At a time when financial-investigative reporting is a dying art, TheStreet published an eye-popping article on Rhoda Pitcher, the longest-serving director of Lululemon Athletica. She appears to have few qualifications to serve on the board of major company, and information about her background provided by the company could not be verified. After describing its quest to “find” Ms. Pitcher, TheStreet concluded:
So, the longest-serving director on the board of a $10 billion public company has a personal history that cannot be traced, no identifiable photo, a business that cannot be found, and a degree from an unaccredited entity with a residential street address.
Lululemon and its outside public relations advisor didn’t offer a comment, which made them look inept and defensive.
It’s almost – almost – as shocking as the Brexit vote.
But while the company’s conduct is shocking, there’s been little notice paid to the action – or, more accurately, inaction – of the institutional investors that hold the vast majority of Lululemon’s shares. They include big institutions like Fidelity, Capital Group and BlackRock, firms that market themselves as guardians of their clients’ interests. But when it comes to choosing board directors at Lululemon, these firms have been anything but vigilant: Ms.
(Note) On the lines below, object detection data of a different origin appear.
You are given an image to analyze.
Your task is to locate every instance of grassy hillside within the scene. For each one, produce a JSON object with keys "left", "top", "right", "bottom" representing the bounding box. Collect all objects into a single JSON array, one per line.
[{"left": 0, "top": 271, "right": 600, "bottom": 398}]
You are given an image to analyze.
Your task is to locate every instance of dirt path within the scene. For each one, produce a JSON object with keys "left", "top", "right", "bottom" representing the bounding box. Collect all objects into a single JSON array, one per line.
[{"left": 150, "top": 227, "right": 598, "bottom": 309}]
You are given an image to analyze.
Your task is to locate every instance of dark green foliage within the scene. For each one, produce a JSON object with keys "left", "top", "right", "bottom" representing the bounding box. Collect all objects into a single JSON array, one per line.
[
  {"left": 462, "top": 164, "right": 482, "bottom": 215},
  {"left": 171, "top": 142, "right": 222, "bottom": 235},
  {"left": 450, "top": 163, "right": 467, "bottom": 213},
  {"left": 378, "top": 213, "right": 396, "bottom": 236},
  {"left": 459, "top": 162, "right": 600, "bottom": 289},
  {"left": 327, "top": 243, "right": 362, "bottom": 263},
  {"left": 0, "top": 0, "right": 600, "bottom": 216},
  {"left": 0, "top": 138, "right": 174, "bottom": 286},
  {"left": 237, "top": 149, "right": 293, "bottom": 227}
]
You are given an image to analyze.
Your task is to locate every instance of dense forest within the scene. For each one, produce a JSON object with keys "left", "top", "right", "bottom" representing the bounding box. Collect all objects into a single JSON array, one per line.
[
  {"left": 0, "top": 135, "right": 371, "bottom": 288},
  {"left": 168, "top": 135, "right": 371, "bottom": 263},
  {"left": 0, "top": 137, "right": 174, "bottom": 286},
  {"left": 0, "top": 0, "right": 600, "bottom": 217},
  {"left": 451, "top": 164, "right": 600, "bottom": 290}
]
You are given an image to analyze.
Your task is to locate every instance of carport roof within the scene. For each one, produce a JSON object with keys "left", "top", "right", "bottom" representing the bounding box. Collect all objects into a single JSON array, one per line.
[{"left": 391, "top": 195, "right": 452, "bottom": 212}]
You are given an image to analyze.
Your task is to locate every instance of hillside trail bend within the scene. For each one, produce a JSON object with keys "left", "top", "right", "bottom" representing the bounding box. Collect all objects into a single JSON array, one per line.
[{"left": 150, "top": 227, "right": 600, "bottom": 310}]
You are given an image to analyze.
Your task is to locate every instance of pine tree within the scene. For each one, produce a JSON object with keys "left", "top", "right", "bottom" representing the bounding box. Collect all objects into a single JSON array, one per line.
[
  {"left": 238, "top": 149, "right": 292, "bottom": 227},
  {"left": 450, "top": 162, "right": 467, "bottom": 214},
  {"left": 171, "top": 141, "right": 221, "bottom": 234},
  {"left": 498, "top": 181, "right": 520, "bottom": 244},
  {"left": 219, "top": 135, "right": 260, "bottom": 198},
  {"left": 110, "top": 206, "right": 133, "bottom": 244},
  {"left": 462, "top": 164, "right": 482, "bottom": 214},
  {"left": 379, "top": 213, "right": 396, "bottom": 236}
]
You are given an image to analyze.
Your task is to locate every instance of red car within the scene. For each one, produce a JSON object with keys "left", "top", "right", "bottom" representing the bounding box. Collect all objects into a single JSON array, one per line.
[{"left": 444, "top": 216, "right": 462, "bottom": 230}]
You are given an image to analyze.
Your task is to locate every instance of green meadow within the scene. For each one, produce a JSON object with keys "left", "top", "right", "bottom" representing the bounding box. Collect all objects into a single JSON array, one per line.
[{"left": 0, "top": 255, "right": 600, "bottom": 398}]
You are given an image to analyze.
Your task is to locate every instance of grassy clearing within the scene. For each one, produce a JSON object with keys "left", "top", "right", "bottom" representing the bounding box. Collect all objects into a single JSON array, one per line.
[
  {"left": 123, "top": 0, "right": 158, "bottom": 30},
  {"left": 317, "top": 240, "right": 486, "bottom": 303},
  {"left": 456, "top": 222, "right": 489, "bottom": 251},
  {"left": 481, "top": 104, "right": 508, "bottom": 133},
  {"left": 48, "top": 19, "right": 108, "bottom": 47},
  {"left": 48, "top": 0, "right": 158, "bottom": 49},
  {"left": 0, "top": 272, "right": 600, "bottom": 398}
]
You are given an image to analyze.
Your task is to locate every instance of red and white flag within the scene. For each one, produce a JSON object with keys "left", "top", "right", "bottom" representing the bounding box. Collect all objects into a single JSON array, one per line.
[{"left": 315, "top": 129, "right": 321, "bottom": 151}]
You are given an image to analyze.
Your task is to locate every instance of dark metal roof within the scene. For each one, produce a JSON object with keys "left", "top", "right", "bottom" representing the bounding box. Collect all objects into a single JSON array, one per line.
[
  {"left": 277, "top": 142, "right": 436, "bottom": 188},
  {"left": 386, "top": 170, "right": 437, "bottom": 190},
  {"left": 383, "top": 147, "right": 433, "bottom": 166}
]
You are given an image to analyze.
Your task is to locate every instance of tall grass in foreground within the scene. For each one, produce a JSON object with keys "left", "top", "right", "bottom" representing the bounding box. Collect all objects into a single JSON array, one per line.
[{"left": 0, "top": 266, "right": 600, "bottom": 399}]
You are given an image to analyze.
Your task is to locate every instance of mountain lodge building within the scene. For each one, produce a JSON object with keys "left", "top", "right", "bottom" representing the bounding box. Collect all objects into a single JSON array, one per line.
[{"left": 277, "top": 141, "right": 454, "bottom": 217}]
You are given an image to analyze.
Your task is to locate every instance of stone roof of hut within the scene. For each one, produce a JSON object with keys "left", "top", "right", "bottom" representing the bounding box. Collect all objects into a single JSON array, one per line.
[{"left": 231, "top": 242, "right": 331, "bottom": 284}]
Pitcher was re-elected last year with overwhelming support, according to an SEC filing.
This episode not only shines a harsh light on the auto-pilot approach to proxy voting by big money managers, it is a reminder of management’s influence over shareholder voting.
Ms. Pitcher enjoyed the recommendation of Lululemon’s management when it presented its proxy materials to shareholders. It urged shareholders to vote in favor of Ms. Pitcher’s re-election, endorsing her skills and experience.
It’s also likely the major proxy advisors – ISS and Glass Lewis – recommended her too, judging by the voting margin. We can’t know for sure because their recommendations aren’t public, but a negative opinion from one of the firms would have swayed a few votes, and the tally for Ms. Pitcher was about the same as the other directors.
The proxy-advisory firms are supposed to be independent from the companies they rate, but the relationships are rife with conflicts. Most companies hire the advisors to preview their proxy ballots, especially on sensitive topics like executive pay, and soon after the firms formulate voting recommendations for their investor clients. (Regulations for proxy advisors could be on the way. A House committee just passed a measure that would subject the firms to greater SEC oversight.)
Whenever a big corporate problem comes to light, inept directors usually can be found. It will be hard to get rid of them until institutional investors take their watchdog role more seriously.